[ironic] pod ironic-manage-cleaning-network failing after helm override

Bug #1855319 reported by Jose Perez Carranza
6
This bug affects 1 person
Affects Status Importance Assigned to Milestone
StarlingX
Fix Released
High
Mingyuan Qi

Bug Description

Brief Description
-----------------
After do a helm override on ironic pods as indicated on the documentation [1] application apply is failing because pod ironic-manage-cleaning-network goes constantly to CrashLoopBackOff.

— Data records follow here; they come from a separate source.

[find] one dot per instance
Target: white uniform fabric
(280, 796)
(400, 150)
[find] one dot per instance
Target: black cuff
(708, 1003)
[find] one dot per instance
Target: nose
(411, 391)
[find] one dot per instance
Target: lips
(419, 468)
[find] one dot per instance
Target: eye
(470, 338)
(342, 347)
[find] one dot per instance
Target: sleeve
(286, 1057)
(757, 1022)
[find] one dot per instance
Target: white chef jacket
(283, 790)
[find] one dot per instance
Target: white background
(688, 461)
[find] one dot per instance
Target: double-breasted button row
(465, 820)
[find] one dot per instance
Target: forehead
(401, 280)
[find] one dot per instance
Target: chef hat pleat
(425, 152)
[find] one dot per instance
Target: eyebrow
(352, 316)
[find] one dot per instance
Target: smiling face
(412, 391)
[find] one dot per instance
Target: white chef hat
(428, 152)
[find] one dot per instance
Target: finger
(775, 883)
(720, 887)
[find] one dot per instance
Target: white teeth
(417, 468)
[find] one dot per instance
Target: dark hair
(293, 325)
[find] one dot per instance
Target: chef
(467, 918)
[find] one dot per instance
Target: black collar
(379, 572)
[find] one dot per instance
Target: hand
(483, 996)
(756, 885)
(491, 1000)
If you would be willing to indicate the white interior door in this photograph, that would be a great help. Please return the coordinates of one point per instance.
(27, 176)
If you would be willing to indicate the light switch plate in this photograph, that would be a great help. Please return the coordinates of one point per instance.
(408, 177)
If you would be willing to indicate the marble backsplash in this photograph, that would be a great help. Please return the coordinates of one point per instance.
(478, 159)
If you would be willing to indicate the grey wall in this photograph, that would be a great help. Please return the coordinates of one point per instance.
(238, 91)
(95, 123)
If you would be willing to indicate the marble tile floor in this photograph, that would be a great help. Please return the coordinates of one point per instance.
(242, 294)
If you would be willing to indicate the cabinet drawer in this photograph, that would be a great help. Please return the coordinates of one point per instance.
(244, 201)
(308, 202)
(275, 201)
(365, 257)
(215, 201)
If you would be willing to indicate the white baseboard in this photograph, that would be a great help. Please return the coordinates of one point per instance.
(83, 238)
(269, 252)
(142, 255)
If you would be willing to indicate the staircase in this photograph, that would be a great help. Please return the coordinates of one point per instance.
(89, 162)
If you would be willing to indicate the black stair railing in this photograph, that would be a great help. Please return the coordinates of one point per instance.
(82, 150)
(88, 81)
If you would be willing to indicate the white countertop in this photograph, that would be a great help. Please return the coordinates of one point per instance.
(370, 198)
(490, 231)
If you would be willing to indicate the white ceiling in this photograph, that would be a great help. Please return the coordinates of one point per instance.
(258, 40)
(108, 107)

1-https://docs.starlingx.io/deploy_install_guides/r3_release/bare_metal/ironic_install.html#generate-user-helm-overrides

Note: According to the logs pod is trying to delete a subnet that does not exist.

Severity
--------
Provide the severity of the defect.
Critical

Steps to Reproduce
------------------
Follow steps on the Documentation page described above until reach system application-apply

Expected Behavior
------------------
Application should be applied correctly

Actual Behavior
----------------
Application is failing

Reproducibility
---------------
<Reproducible/Intermittent/Seen once>
100%

System Configuration
--------------------
Multi-node system
Ironic

Branch/Pull Time/Commit
-----------------------
###
### StarlingX
### Release 19.12
###

OS="centos"
SW_VERSION="19.12"
BUILD_TARGET="Host Installer"
BUILD_TYPE="Formal"
BUILD_ID="r/stx.3.0"

JOB="STX_BUILD_3.0"
<email address hidden>"
BUILD_NUMBER="8"
BUILD_HOST="starlingx_mirror"
BUILD_DATE="2019-12-03 02:11:36 +0000"

Last Pass
---------
PASS on regression stage with BUILD_ID="20191006T230000Z"

Timestamp/Logs
--------------

************************************************************
- kubectl -n openstack logs ironic-conductor-0 init

Entrypoint WARNING: 2019/12/05 13:26:00 entrypoint.go:71: Resolving dependency Service ironic-api in namespace openstack failed: Service ironic-api has no endpoints .
Entrypoint WARNING: 2019/12/05 13:26:01 entrypoint.go:71: Resolving dependency Job ironic-manage-cleaning-network in namespace openstack failed: Job Job ironic-manage-cleaning-network in namespace openstack is not completed yet .
Entrypoint WARNING: 2019/12/05 13:26:02 entrypoint.go:71: Resolving dependency Service ironic-api in namespace openstack failed: Service ironic-api has no endpoints .
Entrypoint WARNING: 2019/12/05 13:26:03 entrypoint.go:71: Resolving dependency Job ironic-manage-cleaning-network in namespace openstack failed: Job Job ironic-manage-cleaning-network in namespace openstack is not completed yet .
Entrypoint WARNING: 2019/12/05 13:26:04 entrypoint.go:71: Resolving dependency Service ironic-api in namespace openstack failed: Service ironic-api has no endpoints .
Entrypoint WARNING: 2019/12/05 13:26:05 entrypoint.go:71: Resolving dependency Job ironic-manage-cleaning-network in namespace openstack failed: Job Job ironic-manage-cleaning-network in namespace openstack is not completed yet .
Entrypoint WARNING: 2019/12/05 13:26:06 entrypoint.go:71: Resolving dependency Service ironic-api in namespace openstack failed: Service ironic-api has no endpoints .
Entrypoint WARNING: 2019/12/05 13:26:07 entrypoint.go:71: Resolving dependency Job ironic-manage-cleaning-network in namespace openstack failed: Job Job ironic-manage-cleaning-network in namespace openstack is not completed yet .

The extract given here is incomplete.